Using genetic codes#

Note

These docs now use the new_type core objects via the following setting.

import os

# using new types without requiring an explicit argument
os.environ["COGENT3_NEW_TYPE"] = "1"

Selecting codes in methods that support them#

In cases where a cogent3 object method has a gc argument, you can just use the number under “Code ID” column.

For example, I’ve created a partial codon in "s1"

from cogent3 import make_aligned_seqs

data = {
    "s1": "GCTCATGCCAGCTCTTTACAGCATGAGAACA--AGT",
    "s2": "ACTCATGCCAACTCATTACAGCATGAGAACAGCAGT",
    "s3": "ACTCATGCCAGCTCATTACAGCATGAGAACAGCAGT",
    "s4": "ACTCATGCCAGCTCATTACAGCATGAGAACAGCAGT",
    "s5": "ACTCATGCCAGCTCAGTACAGCATGAGAACAGCAGT",
}

nt_seqs = make_aligned_seqs(data=data, moltype="dna")
nt_seqs
0
s2ACTCATGCCAACTCATTACAGCATGAGAACAGCAGT
s1G.........G...T................--...
s3..........G.........................
s4..........G.........................
s5..........G....G....................

5 x 36 dna alignment

We specify the genetic code, and we allow incomplete codons. In this case, if a codon contains a gap, they are converted to ? in the translation.

nt_seqs.get_translation(gc=1, incomplete_ok=True)
0
s2THANSLQHENSS
s1A..S......-.
s3...S........
s4...S........
s5...S.V......

5 x 12 protein alignment

Translate DNA sequences#

From a string

from cogent3 import get_code

standard_code = get_code(1)
standard_code.translate("TTTGCAAAC")
'FAN'

This can also be applied to a numpy array.

import numpy
from cogent3 import get_code

standard_code = get_code(1)

standard_code.translate(numpy.array([0, 0, 0, 3, 1, 2, 2, 2, 1], dtype=numpy.uint8))
'FAN'

Conversion to a ProteinSequence from a DnaSequence is shown in Translate a sequence to protein.

Translate all six frames#

from cogent3 import get_code, make_seq

standard_code = get_code(1)
seq = make_seq("ATGCTAACATAAA", moltype="dna")
translations = standard_code.sixframes(seq)
print(translations)
<generator object GeneticCode._ at 0x7f610ea0b670>

Translate a codon#

from cogent3 import get_code, make_seq

standard_code = get_code(1)
standard_code["TTT"]
'F'

or get the codons for a single amino acid

standard_code["A"]
{'GCA', 'GCC', 'GCG', 'GCT'}

Look up the amino acid corresponding to a single codon#

from cogent3 import get_code

standard_code = get_code(1)
standard_code["TTT"]
'F'

Get all the codons for one amino acid#

from cogent3 import get_code

standard_code = get_code(1)
standard_code["A"]
{'GCA', 'GCC', 'GCG', 'GCT'}

Get all the codons for a group of amino acids#

targets = ["A", "C"]
codons = [standard_code[aa] for aa in targets]
codons
[{'GCA', 'GCC', 'GCG', 'GCT'}, {'TGC', 'TGT'}]
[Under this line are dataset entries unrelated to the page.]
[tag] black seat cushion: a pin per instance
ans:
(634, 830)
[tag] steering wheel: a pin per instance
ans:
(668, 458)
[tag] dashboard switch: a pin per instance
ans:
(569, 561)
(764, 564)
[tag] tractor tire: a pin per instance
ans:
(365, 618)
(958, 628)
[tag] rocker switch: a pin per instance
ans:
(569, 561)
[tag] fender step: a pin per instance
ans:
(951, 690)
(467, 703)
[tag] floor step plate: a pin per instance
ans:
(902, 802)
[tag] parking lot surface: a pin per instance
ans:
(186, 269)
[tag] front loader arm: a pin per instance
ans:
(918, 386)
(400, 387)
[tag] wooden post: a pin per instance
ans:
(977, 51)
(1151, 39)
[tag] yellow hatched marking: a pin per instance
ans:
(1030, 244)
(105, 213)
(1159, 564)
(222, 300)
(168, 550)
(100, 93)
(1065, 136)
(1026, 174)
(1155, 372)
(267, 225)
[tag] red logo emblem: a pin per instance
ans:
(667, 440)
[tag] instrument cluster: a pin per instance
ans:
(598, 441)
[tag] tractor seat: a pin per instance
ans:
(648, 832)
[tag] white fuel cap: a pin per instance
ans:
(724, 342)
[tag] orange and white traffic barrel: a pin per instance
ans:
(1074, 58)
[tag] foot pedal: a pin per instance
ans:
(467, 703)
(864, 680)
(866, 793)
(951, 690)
Getting the alphabet for the genetic code#

The default for the get_alphabet() method is to return an alphabet representing just the sense codons (a SenseCodonAlphabet instance).
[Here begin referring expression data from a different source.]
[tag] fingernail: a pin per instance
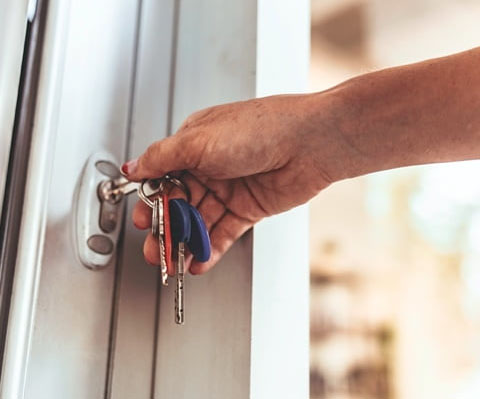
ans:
(129, 167)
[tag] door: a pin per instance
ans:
(132, 71)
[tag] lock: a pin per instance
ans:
(98, 210)
(98, 205)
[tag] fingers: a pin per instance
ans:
(160, 158)
(222, 237)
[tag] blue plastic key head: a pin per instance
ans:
(199, 243)
(180, 220)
from cogent3 import get_code

gc = get_code(1)
alphabet = gc.get_alphabet()
len(alphabet)
61

Setting include_stop=True returns all codons.

from cogent3 import get_code

gc = get_code(1)
alphabet = gc.get_alphabet(include_stop=True)
type(alphabet)
cogent3.core.new_alphabet.SenseCodonAlphabet

You can also include “gap state” (i.e. "---") or “missing state” ("???") codons with the arguments include_gap and include_missing respectively.